I must admit that having lupus is like trying to delete that pesky sidebar image. Despite my best efforts, I can’t seem to string together a week’s work of “feel just great” days. Instead, I take all sorts of medication, work hard, try to spend quality time with family and friends, clean, cook, shop, take more medication, rest, get 8 hours of sleep at night and still fall short of feeling normal inside or outside.

This weekend turned out to be a fine example of my personal crunch time.

This weekend I had friends over for dinner on Friday night and watched the Olympics. We drank wine and ate Chinese food, salad and chocolate ice cream. I stayed up past my bedtime. This weekend I decided to drive 200 miles round trip to be with my sister on Saturday. We went to a movie. We went out for lunch AND dinner. I stayed up late watching the Olympics and after that, stayed up really late messing with side-bars and widgets and photos. I got up early on Sunday and drove back home to attend a bridal shower luncheon for the daughter of a good friend of mine. Wonderful lunch, champagne, laughter and good time spent connecting with friends. I came home and vegged out, watched a movie and hung out with the cats.

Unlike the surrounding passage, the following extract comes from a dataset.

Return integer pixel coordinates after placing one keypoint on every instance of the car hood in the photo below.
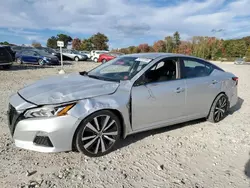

It was crunch time this weekend. And I’m not talking about cereal, here. When it’s crunch time, I hold my head up and move forward. When it’s crunch time, I embrace the good stuff in life and turn the volume up. When it’s crunch time, there’s no room for lupus. Just like there’s no crying in baseball.

Will I feel the crunch tomorrow? Will my immune system misfire? Will I drag my sorry self throughout the week, trying to get through it? You bet I will. I’ll still be anemic and photosensitive.

Someday, I’ll figure out how to put photos in the sidebar on this blog. And maybe I’ll leave it the way it is now because I can. Someday, I’ll experience crunch time and a lupus remission. Put that in a sidebar and smoke it!